Plaintiffs also argue, however, that both Galena and DreamTeam had ultimate authority over the published articles.
Scheme created fake news stories to manipulate stock prices, SEC alleges
Tuttle and Scott N. If an article is a paid promotion, it must affirmatively state as much. In addition to the alleged scheme and the alleged misrepresentations made through the promotional campaign, Plaintiffs allege that Galena made false or misleading statements in its own name. The Supreme Court also noted that “[o]ne who prepares or publishes a statement on cxse of another is not its maker. Plaintiffs do not, however, sufficiently plead Bjorlin’s scienter with respect to Galena’s cammpaign with DreamTeam.
Plaintiffs’ allegations also support an inference that McCarthy was part of a scheme artificially to inflate Galena’s stock price. The Court also notes that Plaintiffs do not plead facts sufficient to show who are the “makers” of Lidingo’s emails, blog posts, or articles. He is one of the first Galena insiders to sell any shares.
Defendants argue that Plaintiffs do not properly to plead loss causation because, as pled by Plaintiffs, the information disclosed in the alleged corrective disclosures was “already publicly available on the internet” and thus was not new information to the market.
For some conduct, Plaintiffs may not know who at DreamTeam was involved.

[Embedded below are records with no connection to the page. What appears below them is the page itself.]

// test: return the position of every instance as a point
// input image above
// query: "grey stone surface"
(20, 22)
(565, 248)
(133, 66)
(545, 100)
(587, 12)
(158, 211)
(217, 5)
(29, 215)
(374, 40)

Similarly, on November 27,Galena and DreamTeam caused another article to be published on the website Seeking Alpha using the alias “Stock Whisper” and then posted on DreamTeam’s blog, stating that “Stock Whisper” had published a bullish article about Galena.
Feuerstein alleged that Galena was engaging in a misleading brand-awareness campaign aimed at boosting its stock price.
Scheme created fake news stories to manipulate stock prices, SEC alleges – Los Angeles Times
The DreamTeam Defendants’ reading of the “in connection with” requirement is too narrow. BankU.
No analogous situation is involved here. The lesson of Janus is that where legally distinct entities are involved, only one entity has the final say in what, if anything, is published. Plaintiffs also incorporate by reference emails to DreamTeam in which Ahn requests that he be sent copies of published articles.
In one email dated April 12,Bjorlin notes that she has sent Ahn the articles that Lidingo had written. Moreover, throughout the Consolidated Complaint, Plaintiffs allege that Defendants engaged in a fraudulent “scheme,” including a “scheme to manipulate Galena’s stock price.
At least four other companies already offer generic fentanyl in the United States. As discussed above, the Court finds that the Consolidated Complaint awardness adequate notice that Plaintiffs are asserting scheme claims under Rule 10b-5 a and c.